Kadıköy Belediyesi Alzheimer Merkezi’nde 12 Şubat Salı günü “Alzheimer Hasta Yakınlarında Psikolojik Sağlamlık İçin Neler Yapılmalı?” semineri gerçekleşti. Seminerde konuşmacı olan Psikoloji Bilimi Uzmanı İdil Arasan Doğan, katılımcılarla konu başlığı altında değerli bilgiler paylaştı.

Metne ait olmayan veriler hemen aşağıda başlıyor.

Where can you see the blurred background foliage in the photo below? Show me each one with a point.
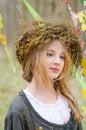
(15, 18)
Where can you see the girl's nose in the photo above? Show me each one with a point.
(57, 60)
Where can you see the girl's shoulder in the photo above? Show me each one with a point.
(17, 104)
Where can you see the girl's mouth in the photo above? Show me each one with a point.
(54, 69)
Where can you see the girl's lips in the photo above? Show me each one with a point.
(54, 69)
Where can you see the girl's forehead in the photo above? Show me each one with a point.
(55, 46)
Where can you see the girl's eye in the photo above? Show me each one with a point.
(49, 54)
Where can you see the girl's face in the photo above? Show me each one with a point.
(54, 58)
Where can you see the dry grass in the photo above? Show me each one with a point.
(9, 87)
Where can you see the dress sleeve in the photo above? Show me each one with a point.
(14, 121)
(79, 126)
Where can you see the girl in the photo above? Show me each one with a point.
(47, 53)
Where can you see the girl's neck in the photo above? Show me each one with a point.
(42, 93)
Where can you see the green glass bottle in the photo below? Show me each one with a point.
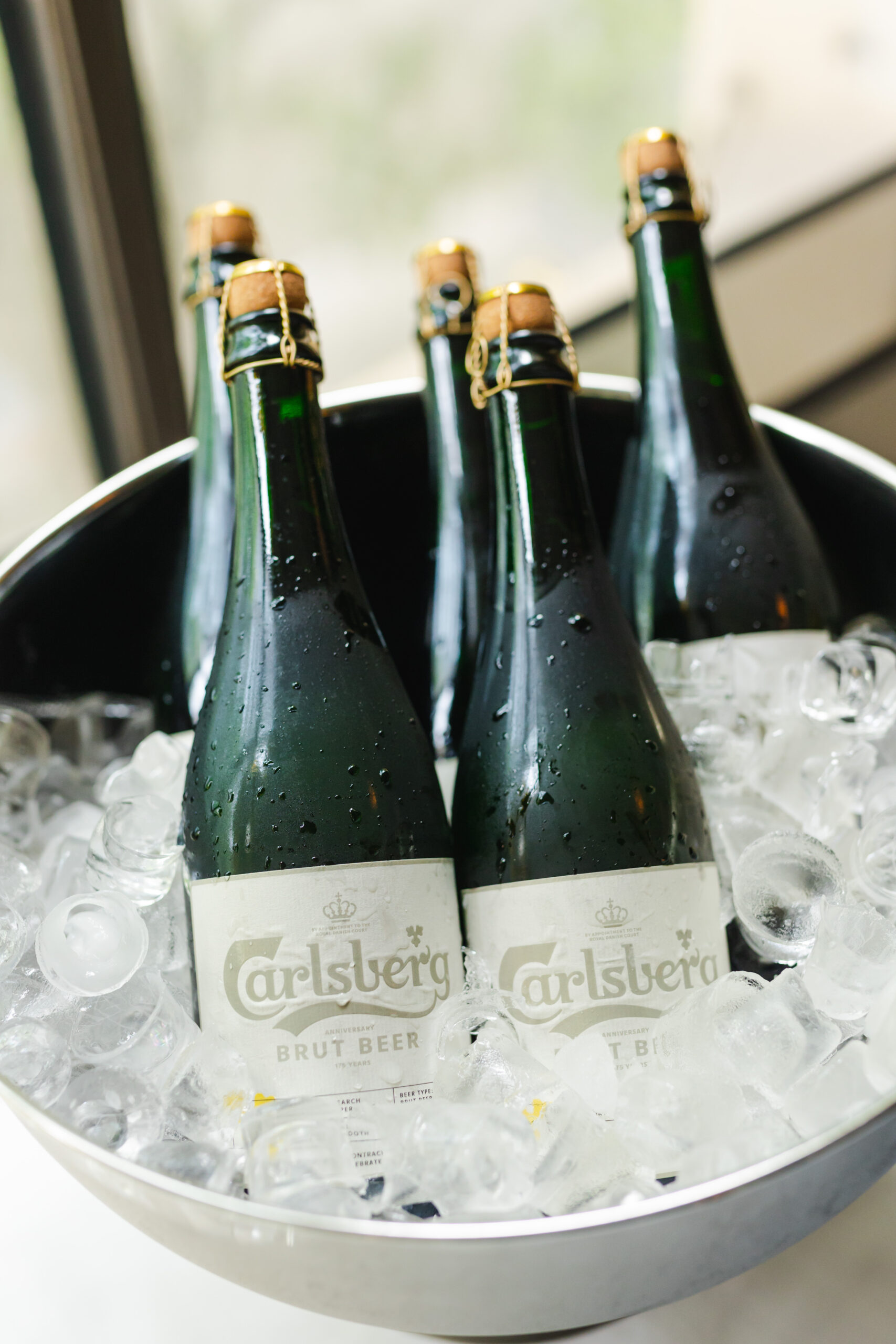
(710, 538)
(461, 474)
(218, 238)
(581, 843)
(323, 902)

Alzheimer’in süreç içerisinde ağır bakım gerektiren hastalık olduğunu ve bakım veren üzerinde çok büyük bir bakım yükü meydana getirdiğini dile getiren Psikoloji Bilimi Uzmanı İdil Arasan Doğan, konuşmasına şöyle devam etti; “Bu durum bakım veren kişide fiziksel, psikolojik ve zihinsel olarak bir tükenmişliğe neden olabiliyor. O yüzden hastalıkla mücadele ederken ve bakım yaparken bu hastalıkla ilgili A’dan Z’ye her şeyin öğrenilmesi gerekiyor. Alzheimer hastalığında evre geçişleri var. Evre bazında yaşananlar çok farklı olduğu için bunun yanına psikiyatrik belirtiler de eklendiğinde çoğu zaman bakım verenler kişilik problemleriyle baş etmek zorunda kalıyor. Bu nedenle hastalık hakkında bilgi sahibi olunması ve bilinçlenilmesi gerekiyor. ”
TELEFONUN UCUNDA KİM VAR!
Bakım verenlerin sosyal destek mekanizmalarının farkında olmaları gerektiğinin üzerinde duran Doğan, “Bakım verenler kendilerini merkeze koyup çevrelerinde kimler var kimler yok bilmeliler. Bunlar aileden ya da aile dışından olabilir. ‘Bu hastalık anında onlara kimler destek veriyor. Bir telefonun ucunda kim var. Bir şey istedim kim yetişti.’ gibi soruları sormaları gerekiyor. Çevresini mutlaka gözden geçirmeli ve yardım istemekten hiçbir zaman çekinmemeli. Bakım veren birilerinin gücünü ne kadar yanında hissederse psikolojik olarak kendini o kadar sağlam görebilir.” diye konuştu.
YAZMAK HUZUR VERİR
“Bakım veren açısından baktığımızda sürecin zorlukları nedeniyle kendilerine zaman ayırmamaya, ve arkadaşlarıyla görüşmemeye başlıyorlar.” diyen İdil Arasan Doğan, “Halbuki farkında değiller. Bu durum zaman içerisinde onları tükenmeye belki depresyona sürüklüyor. Sosyal yaşama bağlı olmaları çok önemli. Hobilerinin olması gerekiyor. Özellikle ‘arkadaşımla bir çay içmem ve yürüyüş yapıp nefes almam lazım’ demeliler. Ve bunu kendilerine ilke edinmeleri gerekir. Nefes alsınlar ki hastalarına da nefes versinler. Bakım verenlerin günlük olarak yaşadıklarını yazmaları onlar için iyi olacak. Duygular dökülecek o sayfalara. Bu da bir rahatlamaya ve huzura sebebiyet verecek. Bunun faydalarını gördük.” şeklide konuştu.